Online media brands including Yahoo, Quora, and Medium are taking a new step to prevent AI companies from copying and using their content to train models without their permission.
Publishers, including CNET parent company Ziff Davis, see this new tool, called Rsl , as another way to ensure that big AI developers don’t exploit their work without payment or compensation — an issue that has already sparked a series of lawsuits.
RSL, which stands for Really Simple Licensing, is inspired by Really Simple Syndication—a long-standing web standard that delivers up-to-date and automatic content updates in a computer-readable format. Like RSS, RSL is open, decentralized, and can work with almost any piece of content online, including web pages, videos, and datasets.
Currently, when an AI company’s roving internet bot, known as a crawler, wants to suck up information on a website, it has to go through robots.txt, which acts as a basic gateway or backdoor. AI companies have found ways around robots.txt or ignored it altogether and have subsequently been sued in the past. RSL aims to be a more robust layer of technology to deal with AI crawlers, which now account for more than half of all internet traffic in the past. (Disclosure: CNET parent company Ziff Davis filed a lawsuit against Openai in April, alleging that it infringes on Ziff Davis’ copyright in the training and operation of its AI systems.)
“RSL builds directly on the RSS legacy, providing the missing licensing layer for an AI-first internet,” said Tim O’Reilly, CEO of O’Reilly Media, in a press release. “It ensures that creators and publishers who drive AI innovation are not only part of the conversation, but are also fairly compensated for the value they create.”
Brands that have signed up to RSL include Reddit, People, Internet Brands, Fastly, Wikihow, O’Reilly, Daily Beast, The MIT Press, Miso, Adweek, Ranker, Evolve Media, and Raptive.
“If AI is trained on the work of our writers, then it should be paid for that work,” said Medium CEO Tony Stubbs in a press release. “Right now, AI is operating on stolen content. Adopting this RSL standard is how we force these AI companies to either pay for what they use, stop using it, or shut down.”

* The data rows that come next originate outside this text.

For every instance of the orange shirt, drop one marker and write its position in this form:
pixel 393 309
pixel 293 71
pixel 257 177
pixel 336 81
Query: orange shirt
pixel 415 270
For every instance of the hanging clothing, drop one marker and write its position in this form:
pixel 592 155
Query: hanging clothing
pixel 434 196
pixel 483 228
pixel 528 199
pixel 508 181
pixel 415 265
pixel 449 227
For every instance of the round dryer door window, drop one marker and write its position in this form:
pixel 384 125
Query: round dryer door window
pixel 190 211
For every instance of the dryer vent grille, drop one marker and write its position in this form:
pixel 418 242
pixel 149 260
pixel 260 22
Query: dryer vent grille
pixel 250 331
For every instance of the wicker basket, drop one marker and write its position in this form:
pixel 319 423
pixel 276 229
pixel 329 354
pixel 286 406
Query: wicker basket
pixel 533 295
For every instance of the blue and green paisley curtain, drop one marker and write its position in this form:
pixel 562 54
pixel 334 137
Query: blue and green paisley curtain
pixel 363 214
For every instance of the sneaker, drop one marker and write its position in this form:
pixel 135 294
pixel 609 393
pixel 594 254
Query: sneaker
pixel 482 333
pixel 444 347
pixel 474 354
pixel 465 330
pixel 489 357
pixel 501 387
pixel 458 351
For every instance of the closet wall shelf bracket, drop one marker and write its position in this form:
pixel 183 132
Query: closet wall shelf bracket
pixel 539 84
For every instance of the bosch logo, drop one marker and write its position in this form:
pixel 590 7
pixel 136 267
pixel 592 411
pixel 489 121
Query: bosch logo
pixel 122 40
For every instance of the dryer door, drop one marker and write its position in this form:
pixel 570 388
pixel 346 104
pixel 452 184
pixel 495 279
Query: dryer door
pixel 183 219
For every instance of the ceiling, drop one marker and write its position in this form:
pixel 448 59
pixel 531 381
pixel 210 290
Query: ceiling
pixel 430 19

The emergence of RSL comes as online web traffic has shifted with the shift in Google and AI dominance. Google’s integrated AI-generated answers at the top of Google search have been criticized by publishers as taking away potential clicks they would have otherwise received. Google claims that AI insights send “ higher quality clicks ” to sites from people who are more engaged and stay on the sites longer. AI chatbots like Chatgpt also help with research and synthesis, meaning humans don’t have to jump around to different sites to gather pieces of information like they used to. Unstable in the Field
“Broad adoption of the RSL standard will protect the integrity of original work and accelerate a win-win system for publishers and AI service providers,” said Vivek Shah, CEO of Ziff Davis.
In response, publishers are suing AI companies or severing licensing deals. In other cases, sites are turning to services like Tollbit, which aim to charge AI crawlers every time they ask to crawl a site’s content. Content delivery networks like CloudFlare, which help ensure people have fast access to websites online, are blocking AI crawlers right in the field.
RSL co-founder Eckart Walther said the RSL standard and such efforts by CloudFlare are complementary, with many of the same media companies participating in both. Walther compared tools like CloudFlare to bounce-backs that protect a site from unwanted crawlers, while RSL simply lets the crawler understand the rules and the price of hosting. “These compensation methods can also work together. For example, a publisher might want to charge a fee to crawl their content, and then require a royalty payment every time the AI model uses the AI model to answer a question,” Walther told CNET in an email.